The Animal Transport Inquiry Committee discussed the priorities of the German Council Presidency with Federal Minister of Food and Agriculture Julia Klöckner, on Thursday.

EU rules on protection of animals during transport have been legitimately criticised and they clearly need to be improved and revised, Minister Klöckner told MEPs. The current law has been interpreted too freely in many aspects, she said, and insisted on clear and more binding rules. She also informed MEPs that she had asked the Commission to tackle this problem as a matter of urgency.

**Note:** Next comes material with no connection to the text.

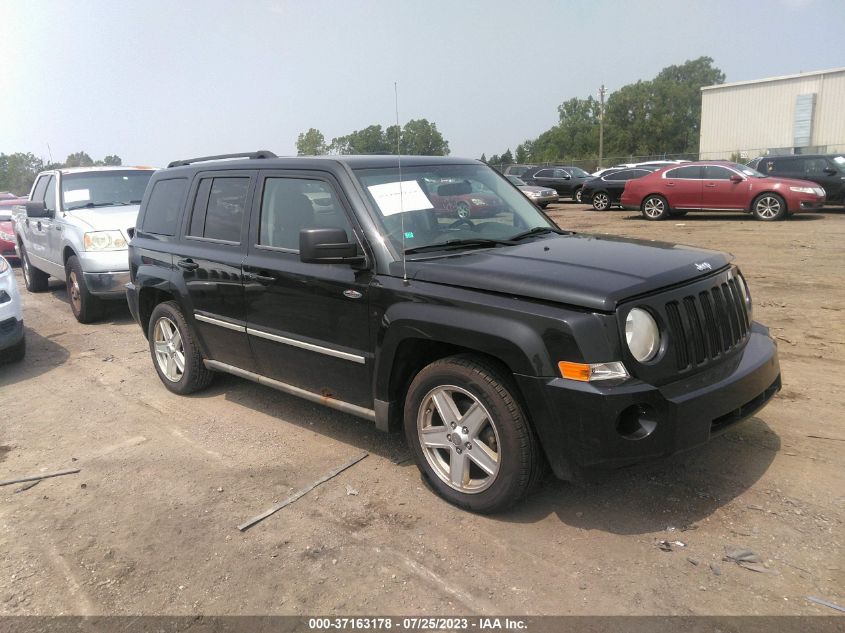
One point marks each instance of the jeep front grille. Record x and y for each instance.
(707, 325)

The German Council Presidency will also be pushing for an EU-wide animal welfare labelling, as mentioned also in the Farm to Fork strategy, Minister Klöckner said. The label should inform consumers about the added value of the product in terms of animal welfare, she explained, adding that she would like the Council to adopt conclusions on this matter in December.

While many MEPs who took the floor agreed that existing EU rules should be revised to improve the welfare of transported animals within the EU but also beyond its borders, some of them insisted that it should not lead to bans on transport to non-EU countries.

Several speakers called for transporting carcasses, or meat and meat products instead of live animals whenever possible. Others insisted on ensuring that imports from non-EU countries are subject to equally high animal welfare standards as those applicable in the EU.

Ways to improve and harmonise controls across the EU and at its borders, but also in non-EU countries, for instance on resting or watering facilities, and to support shorter supply chains and local slaughterhouses were also discussed.